Любовница французского лейтенанта - стр. 60
– Грех? Вы, молодая женщина, одна в таком месте!
– Но, сударыня, ведь это всего-навсего большой лес.
– Я прекрасно знаю, что это такое. И что там делается. И кто туда ходит.
– Туда никто не ходит. Поэтому я там и гуляю – чтобы побыть одной.
– Вы мне возражаете, мисс? Неужели вы думаете, я не знаю, о чем говорю?

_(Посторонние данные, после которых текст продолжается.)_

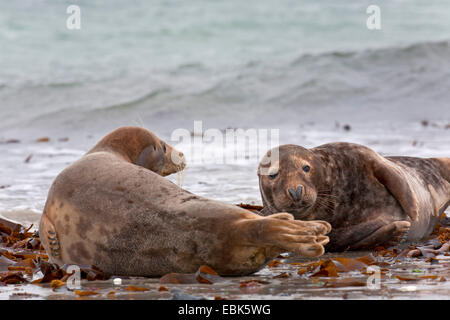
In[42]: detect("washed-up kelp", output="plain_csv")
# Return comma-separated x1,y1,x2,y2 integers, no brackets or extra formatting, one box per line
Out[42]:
0,215,108,289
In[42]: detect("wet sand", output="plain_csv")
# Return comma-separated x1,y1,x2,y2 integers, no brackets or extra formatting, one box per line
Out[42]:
0,252,450,300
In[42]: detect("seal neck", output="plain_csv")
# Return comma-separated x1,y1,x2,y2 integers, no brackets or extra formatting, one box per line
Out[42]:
87,127,158,163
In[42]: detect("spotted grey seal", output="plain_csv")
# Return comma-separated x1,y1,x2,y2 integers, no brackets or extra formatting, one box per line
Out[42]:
258,142,450,251
40,127,331,276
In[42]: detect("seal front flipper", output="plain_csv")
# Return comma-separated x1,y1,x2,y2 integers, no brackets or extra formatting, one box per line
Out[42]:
39,213,61,262
372,154,419,221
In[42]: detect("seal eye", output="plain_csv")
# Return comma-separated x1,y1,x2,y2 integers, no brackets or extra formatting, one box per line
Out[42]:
269,172,278,179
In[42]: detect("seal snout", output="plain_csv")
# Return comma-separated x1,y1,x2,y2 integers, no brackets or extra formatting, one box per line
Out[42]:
288,186,303,202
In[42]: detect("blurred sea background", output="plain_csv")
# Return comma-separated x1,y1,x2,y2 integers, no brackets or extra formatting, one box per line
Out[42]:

Тут следует заметить, что, во-первых, миссис Поултни никогда в глаза не видела Вэрской пустоши, даже издали, ибо ее не было видно ни с какой проезжей для карет дороги. Во-вторых, она была морфинисткой – но, прежде чем вы подумаете, что я сумасбродно жертвую правдоподобием ради сенсации, спешу добавить, что она этого не знала. То, что мы называем морфием, она называла лауданумом. Один хитроумный, хотя и нечестивый врач тех времен называл его «лорданум», ибо многие благородные (и не только благородные) дамы – а снадобье это в виде «сердечных капель Годфри» было достаточно дешевым, чтобы помочь всем классам общества пережить черную ночь женской половины рода человеческого, – вкушали его гораздо чаще, чем святое причастие. Короче говоря, это было нечто вроде успокаивающих пилюль нашего века. Почему миссис Поултни стала обитательницей викторианской «долины спящих красавиц»{80}, спрашивать нет нужды, важно лишь, что лауданум, как некогда открыл Кольридж{81}, навевает живые сны.
Я не могу даже представить себе, какую картину в стиле Босха{82} много лет рисовала в своем воображении миссис Поултни, какие сатанинские оргии чудились ей за каждым деревом, какие французские извращения под каждым листом на Вэрской пустоши. Но, кажется, мы можем с уверенностью считать это объективным коррелятом{83} всего происходившего в ее собственном подсознании.
Вспышка хозяйки заставила замолчать и ее самое, и Сару. Выпустив заряд, миссис Поултни начала менять курс.
– Вы меня глубоко огорчили.
– Но откуда мне было знать? Мне запрещено ходить к морю. Ну что ж, к морю я не хожу. Я ищу одиночества. Вот и все. Это не грех. За это меня нельзя назвать грешницей.
– Разве вы никогда не слыхали, что говорят о Вэрской пустоши?
– В том смысле, какой вы имеете в виду, – никогда.
Негодование девушки заставило миссис Поултни несколько сбавить тон. Она вспомнила, что Сара лишь недавно поселилась в Лайме и вполне могла не знать, какой позор она на себя навлекает.
– Пусть так. Но да будет вам известно, что я не разрешаю никому из моих служащих гулять там или по соседству. Вы должны ограничить свои прогулки более приличными местами. Вы меня поняли?
– Да. Я должна ходить стезями добродетели.{84}
На какую-то ужасную долю секунды миссис Поултни показалось, что Сара над нею смеется, но глаза девушки были смиренно опущены долу, словно она произносила приговор самой себе, и ведь, в конце концов, добродетель и страдание – одно и то же.